Adventures in Interactive Fiction

Success is North of Failure

And there was light, and it was good.

Happily, I’m getting back into the swing of things. Most of my descriptions are done, in that they are written, which has made it possible for me to sort of move on. They’re still not quite complete, but I have at least overcome the obstacle of not being able to put anything down at all. Tweaking, for me, is far easier than the initial process of writing.

So in the process of creating a closet, I got (happily) sidetracked by creating a light. It’s a fairly simple and straightforward construction: a cord and an outlet; plug the first into the second and voila, there’s light. Took only two minutes to realize it wasn’t as straightforward as I initially thought. How do I keep people from plugging frogs into candles, for instance? So I set about defining what can be plugged in, what can be plugged into, and how to handle any deviations from that.

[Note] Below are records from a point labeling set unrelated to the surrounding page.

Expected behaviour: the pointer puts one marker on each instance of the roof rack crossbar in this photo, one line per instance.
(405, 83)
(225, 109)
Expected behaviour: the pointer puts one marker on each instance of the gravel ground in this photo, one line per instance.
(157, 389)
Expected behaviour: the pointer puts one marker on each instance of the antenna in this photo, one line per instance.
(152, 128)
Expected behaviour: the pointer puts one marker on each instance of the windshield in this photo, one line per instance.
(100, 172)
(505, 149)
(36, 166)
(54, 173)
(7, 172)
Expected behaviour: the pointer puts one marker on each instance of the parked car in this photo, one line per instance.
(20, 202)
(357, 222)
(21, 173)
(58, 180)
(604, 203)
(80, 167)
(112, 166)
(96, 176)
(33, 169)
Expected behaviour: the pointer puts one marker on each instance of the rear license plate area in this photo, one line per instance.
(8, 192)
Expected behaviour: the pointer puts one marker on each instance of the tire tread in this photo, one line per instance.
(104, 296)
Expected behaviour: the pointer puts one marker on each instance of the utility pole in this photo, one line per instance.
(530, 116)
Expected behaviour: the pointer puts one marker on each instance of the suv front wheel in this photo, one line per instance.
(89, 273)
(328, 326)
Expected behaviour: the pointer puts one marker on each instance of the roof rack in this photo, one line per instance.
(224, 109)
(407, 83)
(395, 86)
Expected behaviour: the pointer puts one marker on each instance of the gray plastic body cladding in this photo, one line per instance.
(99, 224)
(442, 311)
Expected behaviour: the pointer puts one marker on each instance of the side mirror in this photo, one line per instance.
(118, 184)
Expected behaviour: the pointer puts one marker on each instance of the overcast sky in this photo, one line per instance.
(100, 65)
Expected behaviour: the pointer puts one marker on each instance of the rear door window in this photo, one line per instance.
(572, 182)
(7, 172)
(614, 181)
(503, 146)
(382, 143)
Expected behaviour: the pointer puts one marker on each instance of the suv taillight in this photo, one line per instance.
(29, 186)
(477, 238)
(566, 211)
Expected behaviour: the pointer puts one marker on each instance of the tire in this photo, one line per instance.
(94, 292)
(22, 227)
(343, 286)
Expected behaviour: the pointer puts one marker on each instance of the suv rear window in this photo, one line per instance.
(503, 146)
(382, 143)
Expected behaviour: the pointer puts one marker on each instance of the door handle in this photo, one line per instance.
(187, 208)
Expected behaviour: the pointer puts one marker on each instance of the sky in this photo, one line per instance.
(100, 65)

And I figured it out, without needing to turn to the documentation. *insert happy dance* Now, the fact that I did it on my own means it is probably the least graceful approach, but it works. It’s also good for the confidence; I’m really starting to feel like I have the makings of a game that will at least be passable, even if it falls short of being brilliant.

Next Challenge:

My next task is to figure out how to automatically supply the right second noun if someone says “plug cord”, or how to handle attempts at things like “plug in cord” instead. The question is: if I define an action as “applying to two things” how do I handle attempts that only apply to one thing? (Mostly rhetorical; I plan on posting the question to raif shortly. [UPDATE:  Got it working thanks to the kind and knowledgeable souls at raif.]

The fun part of today’s exercise has come in thinking of new ways to expand the story. The game isn’t puzzleless, but it also isn’t going to be very hard; I guess my aim is towards something that is really mostly an interactive story; all the player’s actions are geared towards developing the story. The trick is figuring out how to do that in a way that doesn’t feel too mundane or tedious, without bringing in arbitrary puzzles just to give the player something to do.

Three day weekend ahead – if I get my way, much of it will be spent working on the game.